Pursuant to the JHF/Clalit partnership, 20 Israeli physicians, nurses and senior members of Clalit leadership came to Pittsburgh to receive training in JHF’s Lean quality improvement methodology called Perfecting Patient Care. They then received additional training in Israel.

In November 2011, JHF leaders and quality improvement coaches strategized with Clalit leadership on the support needed to engage the Clalit Health System more widely in hospital quality improvement. Feinstein delivered the keynote address, “Can Industrial Engineering Perfect Patient Care?” at the Israel Society for Quality in Health Care’s annual conference before 700 attendees.
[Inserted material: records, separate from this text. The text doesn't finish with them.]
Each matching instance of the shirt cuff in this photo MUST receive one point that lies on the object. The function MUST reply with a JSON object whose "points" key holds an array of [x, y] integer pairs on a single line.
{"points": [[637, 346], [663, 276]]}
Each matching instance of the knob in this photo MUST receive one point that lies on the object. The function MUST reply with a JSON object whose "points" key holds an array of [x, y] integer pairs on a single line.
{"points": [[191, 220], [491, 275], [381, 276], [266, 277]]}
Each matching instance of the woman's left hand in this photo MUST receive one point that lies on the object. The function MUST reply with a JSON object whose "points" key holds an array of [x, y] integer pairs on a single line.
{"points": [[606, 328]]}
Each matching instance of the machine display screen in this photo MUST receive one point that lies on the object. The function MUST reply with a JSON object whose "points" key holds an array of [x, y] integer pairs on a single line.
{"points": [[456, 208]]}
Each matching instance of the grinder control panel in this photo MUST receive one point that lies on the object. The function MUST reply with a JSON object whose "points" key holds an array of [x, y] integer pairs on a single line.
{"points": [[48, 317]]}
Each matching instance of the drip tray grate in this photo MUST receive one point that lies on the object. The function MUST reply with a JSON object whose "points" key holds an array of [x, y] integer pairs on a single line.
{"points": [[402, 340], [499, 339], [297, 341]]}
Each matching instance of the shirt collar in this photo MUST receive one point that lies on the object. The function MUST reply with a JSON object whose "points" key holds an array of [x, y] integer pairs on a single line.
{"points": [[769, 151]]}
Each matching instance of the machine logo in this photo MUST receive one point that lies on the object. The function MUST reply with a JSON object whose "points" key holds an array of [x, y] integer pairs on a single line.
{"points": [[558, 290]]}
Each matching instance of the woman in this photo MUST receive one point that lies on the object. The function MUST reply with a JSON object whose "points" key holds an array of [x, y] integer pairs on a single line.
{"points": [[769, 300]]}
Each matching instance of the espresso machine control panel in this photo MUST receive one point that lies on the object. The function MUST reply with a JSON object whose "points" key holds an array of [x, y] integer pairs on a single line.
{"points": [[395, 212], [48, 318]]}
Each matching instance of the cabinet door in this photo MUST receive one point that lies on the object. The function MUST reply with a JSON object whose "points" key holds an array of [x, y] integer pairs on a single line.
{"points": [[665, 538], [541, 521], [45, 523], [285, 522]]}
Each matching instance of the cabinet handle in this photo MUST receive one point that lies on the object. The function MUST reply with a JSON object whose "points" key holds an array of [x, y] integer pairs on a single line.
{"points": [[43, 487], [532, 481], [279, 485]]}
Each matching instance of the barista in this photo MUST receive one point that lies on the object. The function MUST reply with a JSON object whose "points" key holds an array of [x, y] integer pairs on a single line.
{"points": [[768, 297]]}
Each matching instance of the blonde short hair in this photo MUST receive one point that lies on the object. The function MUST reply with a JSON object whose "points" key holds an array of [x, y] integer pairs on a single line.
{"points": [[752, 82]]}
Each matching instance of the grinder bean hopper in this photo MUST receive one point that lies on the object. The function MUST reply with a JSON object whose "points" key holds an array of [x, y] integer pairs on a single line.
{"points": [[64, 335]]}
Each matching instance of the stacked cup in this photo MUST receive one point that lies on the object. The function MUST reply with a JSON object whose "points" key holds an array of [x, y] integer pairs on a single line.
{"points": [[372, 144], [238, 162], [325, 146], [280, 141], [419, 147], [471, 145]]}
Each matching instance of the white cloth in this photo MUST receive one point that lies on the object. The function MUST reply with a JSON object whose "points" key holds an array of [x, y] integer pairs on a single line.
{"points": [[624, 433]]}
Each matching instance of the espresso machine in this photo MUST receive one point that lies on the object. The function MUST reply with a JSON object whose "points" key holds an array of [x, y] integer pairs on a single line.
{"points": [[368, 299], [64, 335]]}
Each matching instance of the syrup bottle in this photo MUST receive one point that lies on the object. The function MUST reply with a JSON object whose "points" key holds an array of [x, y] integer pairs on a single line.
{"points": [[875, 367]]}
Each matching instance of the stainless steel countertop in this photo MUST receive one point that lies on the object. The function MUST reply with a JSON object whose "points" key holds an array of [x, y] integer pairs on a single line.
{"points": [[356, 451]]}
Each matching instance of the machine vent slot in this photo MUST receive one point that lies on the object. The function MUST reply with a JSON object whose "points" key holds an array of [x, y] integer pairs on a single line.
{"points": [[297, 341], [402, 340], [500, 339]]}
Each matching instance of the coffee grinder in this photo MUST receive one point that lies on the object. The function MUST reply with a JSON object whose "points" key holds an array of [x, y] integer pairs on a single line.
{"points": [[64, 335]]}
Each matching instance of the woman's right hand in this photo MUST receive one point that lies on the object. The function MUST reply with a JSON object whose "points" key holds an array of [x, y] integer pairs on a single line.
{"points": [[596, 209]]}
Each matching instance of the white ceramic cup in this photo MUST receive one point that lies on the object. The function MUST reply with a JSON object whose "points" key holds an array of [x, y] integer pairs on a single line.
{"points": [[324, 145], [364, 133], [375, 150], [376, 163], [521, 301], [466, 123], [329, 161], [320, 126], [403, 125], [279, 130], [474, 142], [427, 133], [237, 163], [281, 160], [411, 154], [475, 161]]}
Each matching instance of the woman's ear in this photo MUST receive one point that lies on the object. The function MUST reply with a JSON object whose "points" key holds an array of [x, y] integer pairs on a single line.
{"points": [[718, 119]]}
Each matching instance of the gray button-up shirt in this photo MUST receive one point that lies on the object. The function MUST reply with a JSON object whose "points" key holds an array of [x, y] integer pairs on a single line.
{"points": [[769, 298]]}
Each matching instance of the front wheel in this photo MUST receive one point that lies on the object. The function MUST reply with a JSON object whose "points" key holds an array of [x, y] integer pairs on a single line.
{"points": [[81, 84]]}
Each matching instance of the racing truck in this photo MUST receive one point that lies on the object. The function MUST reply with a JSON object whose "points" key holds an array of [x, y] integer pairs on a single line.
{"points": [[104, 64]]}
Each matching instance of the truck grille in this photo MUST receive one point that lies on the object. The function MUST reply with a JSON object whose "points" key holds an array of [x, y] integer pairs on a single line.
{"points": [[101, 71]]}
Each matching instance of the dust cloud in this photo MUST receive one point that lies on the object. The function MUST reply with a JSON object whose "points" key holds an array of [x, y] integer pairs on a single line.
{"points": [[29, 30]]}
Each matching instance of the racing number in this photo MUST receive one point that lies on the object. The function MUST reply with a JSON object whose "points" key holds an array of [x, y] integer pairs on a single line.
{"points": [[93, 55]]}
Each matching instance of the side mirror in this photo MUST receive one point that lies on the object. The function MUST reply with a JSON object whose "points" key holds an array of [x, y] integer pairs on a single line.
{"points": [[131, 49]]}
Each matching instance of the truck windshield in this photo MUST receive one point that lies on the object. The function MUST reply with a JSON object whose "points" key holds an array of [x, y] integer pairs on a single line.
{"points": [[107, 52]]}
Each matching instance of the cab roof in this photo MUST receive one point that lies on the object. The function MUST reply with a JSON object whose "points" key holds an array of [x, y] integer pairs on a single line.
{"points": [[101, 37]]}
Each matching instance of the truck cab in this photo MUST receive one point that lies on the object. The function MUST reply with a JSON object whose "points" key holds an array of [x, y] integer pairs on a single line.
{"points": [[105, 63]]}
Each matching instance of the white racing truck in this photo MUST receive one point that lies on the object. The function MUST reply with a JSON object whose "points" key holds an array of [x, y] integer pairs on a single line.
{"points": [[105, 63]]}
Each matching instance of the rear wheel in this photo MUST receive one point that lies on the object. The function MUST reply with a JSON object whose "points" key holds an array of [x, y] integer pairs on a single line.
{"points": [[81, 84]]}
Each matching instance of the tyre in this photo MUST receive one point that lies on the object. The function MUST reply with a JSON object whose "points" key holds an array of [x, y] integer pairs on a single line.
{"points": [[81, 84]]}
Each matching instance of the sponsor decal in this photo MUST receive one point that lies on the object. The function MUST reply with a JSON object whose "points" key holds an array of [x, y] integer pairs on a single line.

One area of focus has been CLABSIs, which lead to between 5,000 and 6,000 preventable deaths at Israel’s biggest hospitals each year, according to a January 2017 report by the Israeli Ministry of Health.

Because so many Israelis were dying from CLABSIs, JHF took action.

“Per our bylaws, we only get involved in Israel when there’s an emergency,” Feinstein said, noting such examples as providing support to hospitals on the borders during times of war and purchasing ambulances. “So, we had to expand our definition of an emergency.”

Three Clalit hospitals, including the Emek Medical Center and the Karmiel Medical Center, have been focusing on preventing CLABSIs in chronic dialysis patients.

In both Israel and the United States, infection control specialists “do not get the respect they deserve,” according to Feinstein. “What was critical to us was our ability to bring attention to the real, noble effort of infection control specialists.”

But it takes time to integrate new practices into existing cultures.

While it was relatively easy to get “verbal commitment at the highest level” to employ the suggested best practices, Feinstein said, the problem was getting the doctors and nurses on the ground to use new methods. “When you do a project internationally, you have to allow a reasonable amount of time for an innovation to take hold. Israeli doctors and nurses are highly independent. Israeli doctors do things their way. So, it’s more complicated.”

While it took a few years to achieve zero CLABSIs in Emek’s ICU, many Israeli lives will now be saved as a result, thanks to JHF.

Professor Ran Balicer, director of the Clalit Research Institute and a leader in the partnership, recently wrote to JHF: “Thank you for your support of Clalit and for your role in creating a safety-seeking culture at Clalit hospitals,” according to a press release.